The nation’s first case of Ebola is here in Dallas, after a patient at Texas Healthcare Presbyterian was first seen, sent home, then returned to get a full-fledged diagnosis of Ebola. (Full disclosure: My husband is a physician on staff there.) The patient is now in isolation. Turns out that when he was sent home on Sept. 25 from his first visit to the Presby ER, armed with antibiotics aimed at treating a stomach virus or something, he may have infected others, including children. Including every one he came into contact with.
By the way, they have isolated a patient in Honolulu now, too. Get ready to be placed in isolation now if you go to the ER with a stomach ache and have recently travelled.
Now we hear that the Ebola patient may have been in contact with up to 100 people during the time when he should have been isolated. The Observer has the latest updates, and here is a decent piece from Politico on how the Ebola epidemic is about to get worse. The New York Times reports on how he may have contracted the illness: he worked as a driver in Liberia, and he helped transport a pregnant woman in Monrovia, the Liberian capitol, who had Ebola, could not get medical care, and who later died.
Of course, at first they said Ebola was a wimpy virus that could not be airborne: now some are saying it may be.
We don’t know how this is going to go. Officials are telling us how you have to come into direct contact with the bodily fluids in order to catch this dreaded disease, but most of us still have the movie Outbreak seared in our minds.
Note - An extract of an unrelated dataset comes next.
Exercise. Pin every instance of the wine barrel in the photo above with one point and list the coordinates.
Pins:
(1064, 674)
Recall that scene in the movie theater where the guy sneezed and the epidemic began? IF more people become infected, and IF the city has to begin a wide-scale quarantine program, how would this affect Real Estate? Would you cancel Open Houses?
The students in the classes attended by the potentially=affected children the Ebola patient was around, the ambulance driver, and others are already under a court-ordered quarantine in their homes. Airline stocks are taking a nose-dive.
And home builders: Do you know where your subs live? Could they have come in contact with the patient? (I refuse to use the patient’s name because the poor man’s HIPPA rights have been totally violated by the media, who have his name on blast.) Could they? Sub contractors — let’s face it — usually live in apartment complexes and sometimes share apartments with family members. High-density living in close quarters could lead to transmission.
I’m just thankful that, of all the cities Ebola had to hit first, it was Dallas, where there is less density, less frequent use of public transportation, and fabulous health care … even if one hospital was caught with its pants down. Stay calm, be clean, wash hands, and wear a mask if you are really concerned. This too, shall pass, but we really need to hold our government to the fire to keep us safe in this mega global age. Authorities say it is not necessary to ban travel from the Ebola-stricken countries of West Africa, but I’m not so sure.
Thoughts? Tell us, are you taking measures with your business to curb the risk of Ebola? Are you cancelling showings in certain areas or cancelling open houses? Are you concerned?